O que não deixa de ser surpreendente, é que, mais uma vez, a alteração do sistema político esteve fora do debate. E quando não se quer tocar num sistema que potencia a corrupção e um sistema de privilégios muito assimétrico relativamente à vida da maioria dos brasileiros, dificilmente poderão também ser combatidos aqueles flagelos, que estarão sempre na origem de um mal-estar e ressentimento na sociedade e num confronto de fações.

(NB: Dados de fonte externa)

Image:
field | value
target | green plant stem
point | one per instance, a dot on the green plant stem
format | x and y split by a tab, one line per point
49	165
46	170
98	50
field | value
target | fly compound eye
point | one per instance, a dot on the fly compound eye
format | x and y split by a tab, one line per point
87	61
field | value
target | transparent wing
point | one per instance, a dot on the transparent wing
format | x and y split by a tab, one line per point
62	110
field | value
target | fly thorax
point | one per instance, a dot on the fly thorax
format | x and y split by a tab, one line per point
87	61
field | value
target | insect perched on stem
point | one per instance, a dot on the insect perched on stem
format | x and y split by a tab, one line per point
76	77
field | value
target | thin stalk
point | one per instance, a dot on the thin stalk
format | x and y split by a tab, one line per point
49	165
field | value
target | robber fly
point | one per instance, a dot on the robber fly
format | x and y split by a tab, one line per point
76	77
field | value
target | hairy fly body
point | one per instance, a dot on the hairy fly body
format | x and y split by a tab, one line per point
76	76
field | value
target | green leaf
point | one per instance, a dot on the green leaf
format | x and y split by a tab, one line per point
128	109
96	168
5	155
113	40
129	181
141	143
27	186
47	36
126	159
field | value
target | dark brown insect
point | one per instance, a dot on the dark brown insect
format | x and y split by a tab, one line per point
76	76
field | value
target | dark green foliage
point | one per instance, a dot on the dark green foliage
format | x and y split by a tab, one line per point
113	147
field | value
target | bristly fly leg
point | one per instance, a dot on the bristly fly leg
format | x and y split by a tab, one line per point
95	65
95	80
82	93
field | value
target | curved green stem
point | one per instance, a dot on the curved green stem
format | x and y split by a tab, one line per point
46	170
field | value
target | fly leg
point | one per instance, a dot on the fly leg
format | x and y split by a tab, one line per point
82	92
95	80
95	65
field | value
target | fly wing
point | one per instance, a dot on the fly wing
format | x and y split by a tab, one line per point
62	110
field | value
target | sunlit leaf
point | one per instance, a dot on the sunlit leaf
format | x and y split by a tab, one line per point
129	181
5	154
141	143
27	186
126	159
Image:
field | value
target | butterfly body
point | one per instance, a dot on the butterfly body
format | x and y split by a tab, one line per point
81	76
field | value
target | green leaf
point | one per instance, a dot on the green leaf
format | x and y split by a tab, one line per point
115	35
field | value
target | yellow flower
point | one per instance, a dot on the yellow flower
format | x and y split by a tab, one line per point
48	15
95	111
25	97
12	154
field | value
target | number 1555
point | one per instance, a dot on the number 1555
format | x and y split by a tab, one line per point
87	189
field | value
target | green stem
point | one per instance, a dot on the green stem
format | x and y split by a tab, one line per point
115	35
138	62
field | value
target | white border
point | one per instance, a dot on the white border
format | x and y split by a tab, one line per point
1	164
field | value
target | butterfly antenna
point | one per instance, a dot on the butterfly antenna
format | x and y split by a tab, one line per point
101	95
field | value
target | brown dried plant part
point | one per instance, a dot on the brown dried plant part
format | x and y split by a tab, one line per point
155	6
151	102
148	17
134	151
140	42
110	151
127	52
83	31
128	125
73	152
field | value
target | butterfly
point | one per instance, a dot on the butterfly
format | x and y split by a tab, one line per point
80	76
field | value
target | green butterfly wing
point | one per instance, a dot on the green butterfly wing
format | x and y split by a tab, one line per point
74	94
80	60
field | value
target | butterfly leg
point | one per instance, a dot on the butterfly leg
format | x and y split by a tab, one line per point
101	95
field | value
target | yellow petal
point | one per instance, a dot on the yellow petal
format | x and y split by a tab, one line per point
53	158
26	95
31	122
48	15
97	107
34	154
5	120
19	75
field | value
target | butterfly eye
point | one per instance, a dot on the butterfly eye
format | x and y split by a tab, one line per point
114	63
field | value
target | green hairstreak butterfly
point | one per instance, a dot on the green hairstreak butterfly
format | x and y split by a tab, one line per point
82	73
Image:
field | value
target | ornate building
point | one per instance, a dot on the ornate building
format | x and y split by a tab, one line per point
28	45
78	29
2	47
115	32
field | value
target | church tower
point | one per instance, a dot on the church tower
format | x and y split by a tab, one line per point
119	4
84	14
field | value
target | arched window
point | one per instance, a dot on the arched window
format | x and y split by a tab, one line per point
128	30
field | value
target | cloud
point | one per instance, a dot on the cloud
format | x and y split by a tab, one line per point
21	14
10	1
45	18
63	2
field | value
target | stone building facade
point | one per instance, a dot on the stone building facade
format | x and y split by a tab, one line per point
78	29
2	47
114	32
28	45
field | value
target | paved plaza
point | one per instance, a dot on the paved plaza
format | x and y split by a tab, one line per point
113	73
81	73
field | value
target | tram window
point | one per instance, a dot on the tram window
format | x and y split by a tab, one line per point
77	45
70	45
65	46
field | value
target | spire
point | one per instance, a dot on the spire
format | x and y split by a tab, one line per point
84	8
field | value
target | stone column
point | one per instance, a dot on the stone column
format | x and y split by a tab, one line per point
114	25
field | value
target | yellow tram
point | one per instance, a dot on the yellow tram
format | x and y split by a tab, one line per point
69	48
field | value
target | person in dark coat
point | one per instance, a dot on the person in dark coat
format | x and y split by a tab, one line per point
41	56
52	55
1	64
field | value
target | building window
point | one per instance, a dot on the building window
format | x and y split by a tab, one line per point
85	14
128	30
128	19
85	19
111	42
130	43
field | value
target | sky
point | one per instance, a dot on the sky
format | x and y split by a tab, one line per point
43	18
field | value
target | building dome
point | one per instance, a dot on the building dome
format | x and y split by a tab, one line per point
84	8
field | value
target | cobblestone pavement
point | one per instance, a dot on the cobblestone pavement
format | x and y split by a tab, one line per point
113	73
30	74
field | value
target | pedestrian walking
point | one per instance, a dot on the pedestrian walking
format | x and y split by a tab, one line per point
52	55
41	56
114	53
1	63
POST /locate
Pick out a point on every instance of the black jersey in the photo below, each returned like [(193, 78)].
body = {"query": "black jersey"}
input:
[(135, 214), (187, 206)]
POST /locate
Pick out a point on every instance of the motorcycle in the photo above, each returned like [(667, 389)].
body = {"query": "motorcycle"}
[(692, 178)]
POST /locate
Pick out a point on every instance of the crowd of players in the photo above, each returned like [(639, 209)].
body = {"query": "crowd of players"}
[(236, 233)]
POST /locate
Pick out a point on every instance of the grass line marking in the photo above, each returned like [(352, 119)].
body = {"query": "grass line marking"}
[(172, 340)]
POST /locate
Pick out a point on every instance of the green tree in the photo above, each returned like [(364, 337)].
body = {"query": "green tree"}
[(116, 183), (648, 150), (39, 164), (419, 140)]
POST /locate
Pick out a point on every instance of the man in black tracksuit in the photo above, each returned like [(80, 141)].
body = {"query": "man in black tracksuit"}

Independentemente desta questão central, é uma evidência que Lula e Bolsonaro têm visões completamente antagónicas sobre o que querem para o Brasil. Enquanto Lula tem uma agenda social clara de combate à pobreza e de valorização da educação e da cultura, de inclusão das minorias, de proteção do ambiente, de participação nas instituições multilaterais e de cooperação externa, incluindo na CPLP e na relação com Portugal, Bolsonaro tem uma visão completamente oposta.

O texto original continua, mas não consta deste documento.